I would suggest the Beman 9.3's, same as the fat boy, just slightly less straight that I doubt most anyone would really notice. Very affordable.


----------



## RNT (Feb 28, 2007)

I have been shooting gold tip ultralights for 3d. I order shaft only and they run me about $60/dozen.

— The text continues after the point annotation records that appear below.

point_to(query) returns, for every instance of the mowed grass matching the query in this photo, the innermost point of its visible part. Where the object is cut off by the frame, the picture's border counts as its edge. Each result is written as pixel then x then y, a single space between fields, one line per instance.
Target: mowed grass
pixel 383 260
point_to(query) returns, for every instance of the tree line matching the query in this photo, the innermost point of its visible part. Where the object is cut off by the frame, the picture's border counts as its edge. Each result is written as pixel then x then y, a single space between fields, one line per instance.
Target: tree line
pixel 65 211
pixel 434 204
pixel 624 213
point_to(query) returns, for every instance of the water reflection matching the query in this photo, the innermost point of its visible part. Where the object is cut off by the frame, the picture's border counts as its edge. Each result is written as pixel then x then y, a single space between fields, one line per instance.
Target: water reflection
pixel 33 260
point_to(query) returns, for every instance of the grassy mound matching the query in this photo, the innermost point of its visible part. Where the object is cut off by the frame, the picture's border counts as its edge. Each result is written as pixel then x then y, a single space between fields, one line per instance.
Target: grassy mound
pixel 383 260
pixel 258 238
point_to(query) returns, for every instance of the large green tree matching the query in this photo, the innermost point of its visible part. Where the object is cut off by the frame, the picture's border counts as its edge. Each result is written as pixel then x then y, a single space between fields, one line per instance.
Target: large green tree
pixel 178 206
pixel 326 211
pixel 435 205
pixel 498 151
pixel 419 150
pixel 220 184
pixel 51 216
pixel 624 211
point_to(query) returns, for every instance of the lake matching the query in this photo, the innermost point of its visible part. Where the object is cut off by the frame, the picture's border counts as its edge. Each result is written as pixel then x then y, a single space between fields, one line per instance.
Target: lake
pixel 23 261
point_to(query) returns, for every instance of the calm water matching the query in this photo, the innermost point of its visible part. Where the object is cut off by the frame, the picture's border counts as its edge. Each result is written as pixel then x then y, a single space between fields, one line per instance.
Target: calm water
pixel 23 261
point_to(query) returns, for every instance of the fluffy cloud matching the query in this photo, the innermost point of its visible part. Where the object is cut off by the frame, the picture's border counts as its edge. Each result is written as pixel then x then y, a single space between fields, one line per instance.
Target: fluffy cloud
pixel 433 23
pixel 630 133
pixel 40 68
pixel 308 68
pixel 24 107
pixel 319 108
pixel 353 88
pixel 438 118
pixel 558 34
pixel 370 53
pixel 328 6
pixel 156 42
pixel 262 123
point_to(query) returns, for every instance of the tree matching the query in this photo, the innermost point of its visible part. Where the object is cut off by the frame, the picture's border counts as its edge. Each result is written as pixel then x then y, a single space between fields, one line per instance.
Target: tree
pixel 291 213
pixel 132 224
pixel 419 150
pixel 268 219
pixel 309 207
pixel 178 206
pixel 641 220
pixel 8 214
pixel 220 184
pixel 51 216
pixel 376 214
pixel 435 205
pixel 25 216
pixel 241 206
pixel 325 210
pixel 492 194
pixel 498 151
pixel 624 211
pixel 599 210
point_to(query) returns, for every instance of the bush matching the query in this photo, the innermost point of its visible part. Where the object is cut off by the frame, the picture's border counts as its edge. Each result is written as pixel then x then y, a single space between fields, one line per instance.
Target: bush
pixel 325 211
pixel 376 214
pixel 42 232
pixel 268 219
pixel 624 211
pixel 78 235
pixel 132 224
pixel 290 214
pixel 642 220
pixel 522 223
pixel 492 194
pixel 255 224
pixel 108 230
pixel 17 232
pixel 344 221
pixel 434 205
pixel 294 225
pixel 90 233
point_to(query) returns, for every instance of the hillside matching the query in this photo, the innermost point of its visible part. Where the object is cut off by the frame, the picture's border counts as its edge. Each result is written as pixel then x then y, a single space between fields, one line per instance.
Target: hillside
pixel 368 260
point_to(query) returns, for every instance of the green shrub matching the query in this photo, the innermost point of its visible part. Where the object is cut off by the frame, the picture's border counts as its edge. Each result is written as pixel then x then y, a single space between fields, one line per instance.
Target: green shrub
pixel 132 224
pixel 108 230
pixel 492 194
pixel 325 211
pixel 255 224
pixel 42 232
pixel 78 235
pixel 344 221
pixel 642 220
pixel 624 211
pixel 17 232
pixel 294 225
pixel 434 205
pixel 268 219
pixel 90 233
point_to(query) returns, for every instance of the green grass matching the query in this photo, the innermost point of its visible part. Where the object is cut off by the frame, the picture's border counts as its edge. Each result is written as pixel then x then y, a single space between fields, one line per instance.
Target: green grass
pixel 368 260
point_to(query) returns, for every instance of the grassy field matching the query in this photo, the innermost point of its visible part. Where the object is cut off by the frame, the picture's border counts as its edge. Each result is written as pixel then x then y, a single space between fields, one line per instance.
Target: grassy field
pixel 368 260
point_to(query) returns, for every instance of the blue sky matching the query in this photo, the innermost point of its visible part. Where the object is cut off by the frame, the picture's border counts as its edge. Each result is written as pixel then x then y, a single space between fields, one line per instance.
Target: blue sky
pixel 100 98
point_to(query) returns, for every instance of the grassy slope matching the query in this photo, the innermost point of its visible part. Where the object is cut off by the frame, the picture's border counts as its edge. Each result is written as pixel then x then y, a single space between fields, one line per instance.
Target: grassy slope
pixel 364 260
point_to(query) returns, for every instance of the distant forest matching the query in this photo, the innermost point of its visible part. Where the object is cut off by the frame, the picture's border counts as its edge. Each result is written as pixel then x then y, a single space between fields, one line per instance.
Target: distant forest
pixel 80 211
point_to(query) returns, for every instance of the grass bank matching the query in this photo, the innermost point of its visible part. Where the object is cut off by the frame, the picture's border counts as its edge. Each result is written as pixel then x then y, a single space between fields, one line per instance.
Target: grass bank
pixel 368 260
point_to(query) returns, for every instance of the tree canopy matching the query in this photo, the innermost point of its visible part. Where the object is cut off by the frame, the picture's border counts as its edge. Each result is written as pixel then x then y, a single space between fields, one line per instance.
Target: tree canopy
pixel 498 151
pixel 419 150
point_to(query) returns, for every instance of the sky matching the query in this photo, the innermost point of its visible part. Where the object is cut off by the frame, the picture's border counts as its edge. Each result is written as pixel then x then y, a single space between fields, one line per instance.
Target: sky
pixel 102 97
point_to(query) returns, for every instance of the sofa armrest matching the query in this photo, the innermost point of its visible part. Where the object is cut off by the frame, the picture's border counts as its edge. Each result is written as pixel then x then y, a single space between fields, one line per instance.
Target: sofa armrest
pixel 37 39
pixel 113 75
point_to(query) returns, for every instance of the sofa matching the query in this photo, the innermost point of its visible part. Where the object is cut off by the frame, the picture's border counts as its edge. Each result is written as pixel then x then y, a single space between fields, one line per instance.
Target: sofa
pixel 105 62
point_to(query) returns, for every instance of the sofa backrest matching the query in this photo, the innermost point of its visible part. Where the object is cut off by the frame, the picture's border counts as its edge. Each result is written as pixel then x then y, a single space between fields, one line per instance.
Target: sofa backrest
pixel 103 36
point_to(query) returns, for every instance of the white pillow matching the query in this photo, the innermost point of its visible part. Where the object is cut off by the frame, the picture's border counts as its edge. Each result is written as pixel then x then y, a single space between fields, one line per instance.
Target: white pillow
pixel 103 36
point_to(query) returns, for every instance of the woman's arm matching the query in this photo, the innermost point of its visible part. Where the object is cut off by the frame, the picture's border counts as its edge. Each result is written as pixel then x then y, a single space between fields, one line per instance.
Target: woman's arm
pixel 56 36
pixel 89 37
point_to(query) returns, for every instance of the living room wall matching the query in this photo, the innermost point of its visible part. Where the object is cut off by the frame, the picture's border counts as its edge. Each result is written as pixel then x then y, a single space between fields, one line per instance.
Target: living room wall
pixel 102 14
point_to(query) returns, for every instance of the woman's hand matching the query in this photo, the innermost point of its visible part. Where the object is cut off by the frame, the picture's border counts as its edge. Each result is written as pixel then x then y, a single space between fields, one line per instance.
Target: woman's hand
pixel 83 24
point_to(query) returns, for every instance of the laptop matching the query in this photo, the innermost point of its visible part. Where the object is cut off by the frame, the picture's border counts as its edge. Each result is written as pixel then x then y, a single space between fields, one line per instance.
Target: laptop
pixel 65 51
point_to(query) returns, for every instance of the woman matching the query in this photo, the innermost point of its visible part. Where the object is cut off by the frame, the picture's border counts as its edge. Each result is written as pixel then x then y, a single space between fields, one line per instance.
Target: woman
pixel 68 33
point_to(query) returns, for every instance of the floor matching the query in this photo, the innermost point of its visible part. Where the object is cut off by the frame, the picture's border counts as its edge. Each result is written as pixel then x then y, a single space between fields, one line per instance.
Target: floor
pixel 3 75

Cant beat them for the money.


----------



## wilkersonhunter (Dec 12, 2007)

*arrows*



williejr said:


> i have used 22's forever and love the heck out of em. but now i'm shootin victory x ringers and i'm very happy with them too.


i shoot the victory x ringers also they fly really well and verry inexpensive also


----------



## Harperman (Sep 3, 2006)

...PSE Radial X-Weave Pro's.....Tough, light, straight, consistant spine, and tough.....Harperman


----------



## MainelyBucks (Jun 14, 2009)

:smile:I shoot PSE radial X weaves . 200 pros @ 28" with blazer vains and 75 grain combo points @ 67# with a 30 1/2" draw on my XFORCE DREAM SEASON. Right now I m currently @ 320fps.......1 pin from 10 to 40 yards...


----------



## IBBW (Mar 29, 2005)

GT ultralights.


----------



## JStrebin (Feb 9, 2008)

Fatboy 500's 80 grn nib mini blazers 300 total grains on the dot

Shootin outta my Katera Xl and 27.5 dl and 55 lbs @ 290 fps


----------



## bandit69 (Mar 20, 2008)

Easton Lightspeed 3D


----------



## samhighnam (Dec 2, 2008)

*Fatboys!*

Im shooting easton fatboy 500s with silver unibushings, duravane 1.8 inch vanes. and bohning double click knocks. they weigh 301 grains. which is 1 grain over what i can shoot for ibo


----------



## killasoundz (Jul 6, 2008)

I'm shooting Easton X7 Cobalts 2412, 123gr point cut to 25.25" and 1,8 duravanes with beiter nocks.

Shoot great.


----------



## redneck1409 (May 4, 2009)

x-7 elcipse 2712


----------



## 20ftup (Mar 19, 2007)

You dont need to shoot to learn yardage, Learn to estimate yardage on a family walk at the grocery store etc, Know how far that distance is, quit geussing and losing arrows


----------